Basın toplantısı düzenleyen Saadet Partisi Genel Başkanı Temel Karamollaoğlu, seçim ittifakıyla ilgili açıklama yaptı. "Mutlaka bir ittifak yapacağız" diyen Karamollaoğlu, "Biz fitre parasına muhtaç hale getirilmiş 6 milyon asgari ücretliyle ittifak yapacağız. Yarı fiyatına satılan şeker fabrikası işçileriyle, pancar ve tütün üreticileriyle ittifak yapacağız. Biz milletimizle ittifak yapacağız" diye konuştu.

Google Haberlere Abone ol

DUVAR - Saadet Partisi Genel Başkanı Temel Karamollaoğlu, haftalık basın toplantısında gündemdeki konuları değerlendirdi.
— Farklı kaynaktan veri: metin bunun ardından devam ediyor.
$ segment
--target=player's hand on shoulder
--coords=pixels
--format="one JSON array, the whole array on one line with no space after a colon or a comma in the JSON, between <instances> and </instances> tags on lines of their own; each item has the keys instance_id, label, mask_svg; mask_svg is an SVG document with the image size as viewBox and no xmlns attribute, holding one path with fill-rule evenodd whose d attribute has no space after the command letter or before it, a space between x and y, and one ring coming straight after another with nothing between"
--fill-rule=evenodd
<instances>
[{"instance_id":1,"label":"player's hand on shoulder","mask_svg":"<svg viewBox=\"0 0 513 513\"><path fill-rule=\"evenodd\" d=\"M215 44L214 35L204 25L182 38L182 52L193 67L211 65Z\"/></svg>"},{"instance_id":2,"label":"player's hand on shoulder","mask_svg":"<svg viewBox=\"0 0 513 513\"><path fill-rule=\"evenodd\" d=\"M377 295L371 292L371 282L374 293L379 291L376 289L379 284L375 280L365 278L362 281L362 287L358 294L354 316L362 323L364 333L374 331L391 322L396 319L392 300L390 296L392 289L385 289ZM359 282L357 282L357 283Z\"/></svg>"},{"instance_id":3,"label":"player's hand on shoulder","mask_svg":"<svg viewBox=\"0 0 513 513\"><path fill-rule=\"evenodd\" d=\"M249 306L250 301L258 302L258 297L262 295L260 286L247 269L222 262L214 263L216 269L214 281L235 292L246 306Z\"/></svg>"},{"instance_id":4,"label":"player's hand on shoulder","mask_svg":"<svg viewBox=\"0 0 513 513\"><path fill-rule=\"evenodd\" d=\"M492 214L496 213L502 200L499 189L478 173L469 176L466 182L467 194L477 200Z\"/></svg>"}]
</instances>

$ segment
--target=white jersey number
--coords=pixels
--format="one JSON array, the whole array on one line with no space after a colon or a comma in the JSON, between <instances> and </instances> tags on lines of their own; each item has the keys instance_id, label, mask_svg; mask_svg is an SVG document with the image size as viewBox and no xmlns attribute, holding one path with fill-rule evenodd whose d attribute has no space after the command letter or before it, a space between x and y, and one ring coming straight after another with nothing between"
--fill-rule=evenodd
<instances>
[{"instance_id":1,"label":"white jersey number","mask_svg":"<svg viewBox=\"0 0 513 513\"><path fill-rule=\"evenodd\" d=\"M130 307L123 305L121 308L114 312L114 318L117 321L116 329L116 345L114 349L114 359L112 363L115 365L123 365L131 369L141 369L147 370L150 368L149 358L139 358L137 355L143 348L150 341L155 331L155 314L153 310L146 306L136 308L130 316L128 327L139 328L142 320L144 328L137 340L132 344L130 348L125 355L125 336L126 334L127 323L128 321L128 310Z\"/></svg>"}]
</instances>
'KARGAŞADAN İSRAİL YARARLANIYOR'

ABD uçaklarının Afganistan'da bir hafızlık okulunu bombaladığını söyleyen Temel Karamollaoğlu, "Maalesef her basın toplantısına acı haberler başlıyoruz. ABD destekli uçaklar hafızlık eğitim gören çocukları bombaladı. Bunun tesadüfen olma imkanı yok. 100’e yakın çocuk en mutlu gününde hayatını kaybetti. Bunun acısı dinmeden, Doğu Guta’da çoğunluğun kadın ve çocuk olmak üzere 78 kişi hayatını kaybetti. Bu menfur saldırıyı lanetliyorum" dedi.
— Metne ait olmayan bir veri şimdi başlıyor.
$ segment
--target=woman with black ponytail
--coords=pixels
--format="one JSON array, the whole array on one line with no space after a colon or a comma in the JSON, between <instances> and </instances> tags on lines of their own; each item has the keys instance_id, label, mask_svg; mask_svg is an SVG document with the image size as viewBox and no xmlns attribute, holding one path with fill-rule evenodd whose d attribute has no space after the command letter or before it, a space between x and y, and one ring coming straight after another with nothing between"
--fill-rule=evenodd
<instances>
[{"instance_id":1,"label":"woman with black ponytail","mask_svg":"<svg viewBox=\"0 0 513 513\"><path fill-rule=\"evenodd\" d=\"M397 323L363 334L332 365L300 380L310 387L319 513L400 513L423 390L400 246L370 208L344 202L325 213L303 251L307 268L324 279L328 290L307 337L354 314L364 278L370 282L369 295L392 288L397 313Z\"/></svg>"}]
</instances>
Birleşmiş Milletler Güvenlik Konseyi'ndeki Doğu Guta görüşmelerine değinen Karamollaoğlu, "Görüşmeler trajedi komik bir hal aldı. ABD ile Rusya, Güvenlik Konseyi'ne önerge verdi. İki önerge de ret edildi. Birbirleri ile itibar yarışı yapıyorlar. Orta Doğu yaklaşık 20 senedir kaynıyor. Bu estirilen havanın sebebi, kim ne derse desin, hedef Büyük Ortadoğu Projesi adı altında Büyük İsrail’i kurmaktır. Bu kargaşadan yaralanan tek İsrail’dir” diye konuştu.
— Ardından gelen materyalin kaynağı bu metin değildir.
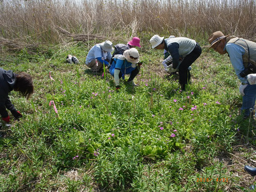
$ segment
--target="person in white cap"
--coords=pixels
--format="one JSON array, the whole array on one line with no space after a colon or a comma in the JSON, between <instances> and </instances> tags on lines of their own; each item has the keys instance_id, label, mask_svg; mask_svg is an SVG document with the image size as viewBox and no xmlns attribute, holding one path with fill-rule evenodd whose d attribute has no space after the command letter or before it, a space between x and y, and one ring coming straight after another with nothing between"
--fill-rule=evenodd
<instances>
[{"instance_id":1,"label":"person in white cap","mask_svg":"<svg viewBox=\"0 0 256 192\"><path fill-rule=\"evenodd\" d=\"M121 77L125 79L125 75L127 74L130 74L127 81L128 84L133 86L137 86L133 82L133 79L139 71L139 67L137 65L139 57L139 52L135 48L125 51L123 55L115 55L109 72L114 76L116 90L120 88L119 79Z\"/></svg>"},{"instance_id":2,"label":"person in white cap","mask_svg":"<svg viewBox=\"0 0 256 192\"><path fill-rule=\"evenodd\" d=\"M241 112L245 118L249 117L250 109L254 109L256 99L256 79L254 78L256 73L256 43L235 36L229 37L229 35L224 36L220 31L212 34L208 41L211 44L210 48L221 55L228 54L241 82L239 87L239 92L243 96Z\"/></svg>"},{"instance_id":3,"label":"person in white cap","mask_svg":"<svg viewBox=\"0 0 256 192\"><path fill-rule=\"evenodd\" d=\"M165 49L170 54L169 57L171 57L172 63L167 68L171 73L178 71L181 88L185 90L186 85L190 80L190 73L188 68L202 53L198 43L195 40L183 37L164 39L163 37L161 38L157 35L153 36L150 42L153 48Z\"/></svg>"},{"instance_id":4,"label":"person in white cap","mask_svg":"<svg viewBox=\"0 0 256 192\"><path fill-rule=\"evenodd\" d=\"M125 50L130 49L131 48L135 48L136 47L141 47L140 44L140 39L137 37L134 37L131 40L130 40L127 44L118 43L114 46L115 50L112 54L112 57L109 62L110 65L112 64L113 58L115 55L123 55Z\"/></svg>"},{"instance_id":5,"label":"person in white cap","mask_svg":"<svg viewBox=\"0 0 256 192\"><path fill-rule=\"evenodd\" d=\"M92 72L102 70L103 63L105 66L109 67L109 62L111 59L111 52L113 50L113 43L109 40L96 44L88 52L85 65Z\"/></svg>"}]
</instances>

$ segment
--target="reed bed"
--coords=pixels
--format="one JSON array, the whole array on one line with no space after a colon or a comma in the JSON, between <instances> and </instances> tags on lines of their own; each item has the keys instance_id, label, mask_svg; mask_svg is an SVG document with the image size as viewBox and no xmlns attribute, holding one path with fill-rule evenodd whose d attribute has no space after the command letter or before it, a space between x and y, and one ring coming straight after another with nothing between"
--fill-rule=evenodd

'RUH HALİ BOZUK BİRİNE NEDEN RUHSAT VERİLDİ?'

Eskişehir Osmangazi Üniversitesi’nde Araştırma Görevlisi Volkan Bayar'ın gerçekleştirdiği saldırıyı değerlendiren Karamollaoğlu, "Bu olayla ilgili onlarca soru işareti ortaya çıktı. Hemen ardından bu konunun gündeme getirilmesi engellendi, sansürlendi. Üniversite saldırganın aklı dengesi bozuktu psikolojik sorunları vardı diyor. Ruh hali bozuk birine silah ruhsatı nasıl verildi? Nasıl elinden alınmadı? Bu ruh hali bilinmesine rağmen meslekte nasıl tutuldu? Ve buna kimler göz yumdu?" dedi.

Bayar'ın şikayetleri nedeniyle ihraç edilen akademisyenler olduğunu söyleyen Karamollaoğlu, "Bu kişinin şikayet ve iftiraları nedeniyle yüzlerce kişi hakkında işlem yapıldı. Bazıları ihraç edilmiş hatta bazıları uzun süre hapis yatmak durumunda kalmış. Akli dengesi bozuk birinin şikayet ve ihbarlarına nasıl ve neden itibar edildi?" ifadelerini kullandı.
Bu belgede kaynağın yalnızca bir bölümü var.